À la fin des années 1950, le pilote français Claude Storez, spécialiste de la 356 en compétition, cherche une 356 encore plus légère et aérodynamique pour la saison 1958. Il commande à Porsche un châssis de 356 A Speedster Carrera (moteur 4 cylindres à plat « Carrera » GS, spécification compétition), qui est ensuite envoyé nu chez Zagato à Milan pour être carrossé.
Zagato réalise une carrosserie en aluminium très fluide selon son principe « Superleggera » (tubes fins + panneaux alu minces), dans l’esprit des Porsche 550 RS et 718 RSK, mais avec des lignes préfigurant les futures 356 Carrera Abarth GTL.
Le résultat est un Speedster biplace extrêmement léger et profilé, considéré comme la première Porsche carrossée par Zagato de l’histoire de la marque.

Storez engage la 356 Carrera Zagato en compétition en 1958 et la voiture se montre très performante, profitant de son poids réduit et de son aérodynamisme supérieur à celui d’une 356 de série.
En février 1959, Claude Storez se tue dans un accident de course ; la voiture est alors donnée comme détruite et aurait été ferraillée dans la foulée, ce qui en fait longtemps une légende disparue.

Marqué par cette Speedster spéciale, Porsche commande peu après à Zagato une étude de coupé fermé sur base 356, avec un objectif de masse à vide inférieure à 700 kg.
Les dessins de ce coupé 356 Zagato sont finalisés en 1959 mais ne seront jamais réalisés à l’époque, pour des raisons qui restent floues (priorités industrielles, coûts, programmes compétition déjà engagés).
Plus de cinq décennies plus tard, le projet revint à nouveau sur le devant de la scène.

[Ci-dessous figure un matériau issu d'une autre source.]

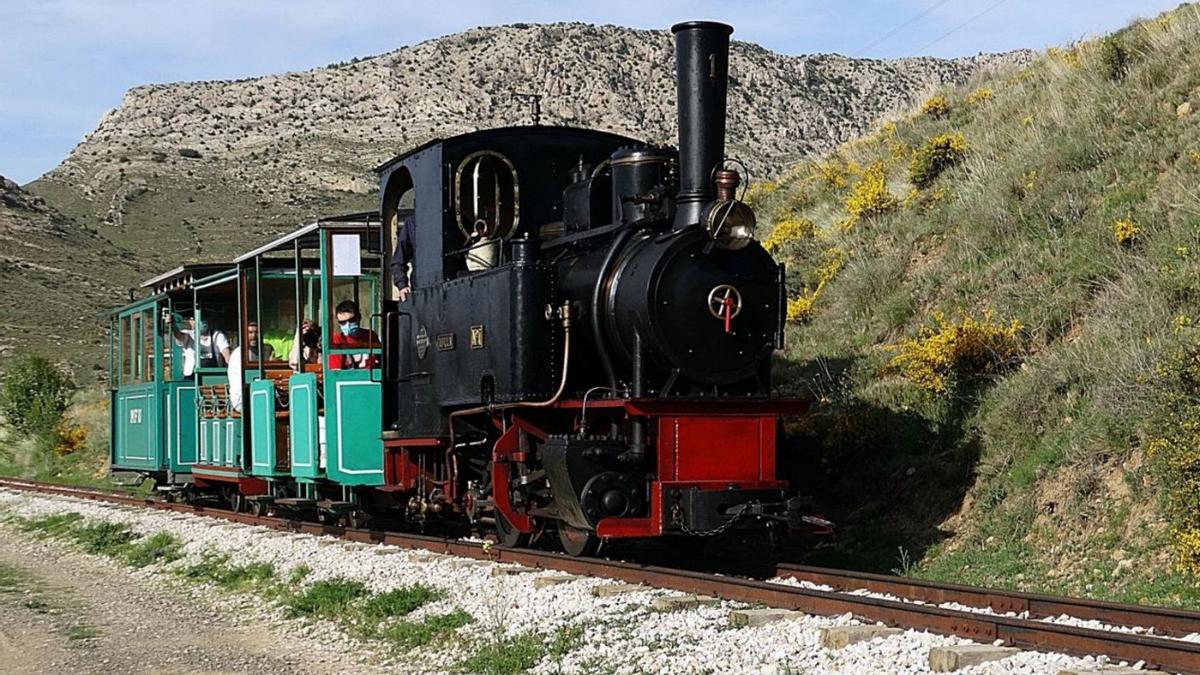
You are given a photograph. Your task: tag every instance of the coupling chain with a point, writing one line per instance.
(677, 520)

Andrea Zagato, désormais à la tête de l’entreprise familiale aux côtés de son épouse Mirella, entreprit la numérisation des archives historiques. Au cours de ce travail, l’équipe mit au jour des dessins originaux et des photographies tant du Speedster que du Coupé jamais construit.
Cette découverte donna naissance à l’idée de rééditer les deux modèles dans une série très limitée, dans le cadre du nouveau programme « Sanction Lost ». Porsche fut officiellement contacté et donna son accord pour la poursuite de l’utilisation du logo de la marque, à la condition que des châssis de 356 d’origine servent de base.
Cette collaboration éphémère fait le lien entre la 356 « classique » et les 356 Abarth GTL, autres Porsche à carrosserie italienne, toutes pensées pour l’endurance et l’aéro.
Les re‑créations modernes, très proches de l’auto de Storez mais fabriquées récemment, sont aujourd’hui vues comme des objets de collection ultra‑confidentiels, mêlant authenticité mécanique Porsche et savoir‑faire artisanal Zagato.
Au total, neuf Speedster et neuf Coupé furent produits, chacun reposant sur un châssis soigneusement restauré.
Ce speedster (Châssis 113666) a été adjugé 472 500 $ en mars 2022 à Amelia Island, Floride.
Ce coupé (Châssis 117289) a été adjugé 426 875 £ (489 510 €) en novembre 2021 à Londres.
Ce coupé (Châssis 111937) a été vendu 445 000 € en avril 2025 à Costa Mesa, Californie.